First, create a document store:
from haystack.document_store import InMemoryDocumentStore
document_store = InMemoryDocumentStore(use_gpu=False, use_bm25=False, embedding_dim=384, return_embedding=True)
Then, add some documents to it:
from haystack.schema import Document
examples = [
"There is a blue house on Oxford Street.",
"Paris is the capital of France.",
"The first commit in fastRAG was in 2022"
]
documents = []
for i, d in enumerate(examples):
documents.append(Document(content=d, id=i))
document_store.write_documents(documents)
Load a Retriever with an optimized bi-encoder embedding model, and encode all of the documents within the document store:
from fastrag.retrievers import QuantizedBiEncoderRetriever
model_id = "Intel/bge-small-en-v1.5-rag-int8-static"
retriever = QuantizedBiEncoderRetriever(document_store=document_store, embedding_model=model_id)
document_store.update_embeddings(retriever=retriever)
Reranking using the Optimized Ranker
Below is an example of loading an optimized model right into a ranker node that encodes and re-ranks all of the documents it retrieves from an index given a question:
from haystack import Pipeline
from fastrag.rankers import QuantizedBiEncoderRanker
ranker = QuantizedBiEncoderRanker("Intel/bge-large-en-v1.5-rag-int8-static")
p = Pipeline()
p.add_node(component=retriever, name="retriever", inputs=["Query"])

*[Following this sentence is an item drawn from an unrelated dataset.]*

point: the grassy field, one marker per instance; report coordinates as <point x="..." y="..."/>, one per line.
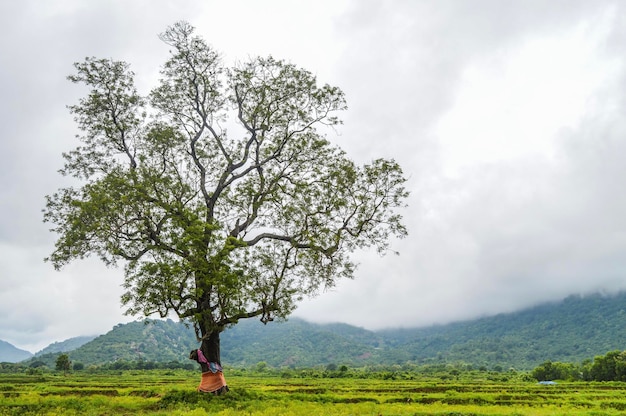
<point x="173" y="393"/>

p.add_node(component=ranker, name="ranker", inputs=["retriever"])
results = p.run(query="What's the capital of France?")
print(results)
Done! The created pipeline might be used to retrieve documents from a document store and rank the retrieved documents using (one other) embedding models to re-order the documents.
A more complete example is provided on this notebook.
For more RAG-related methods, models and examples we invite the readers to explore fastRAG/examples notebooks.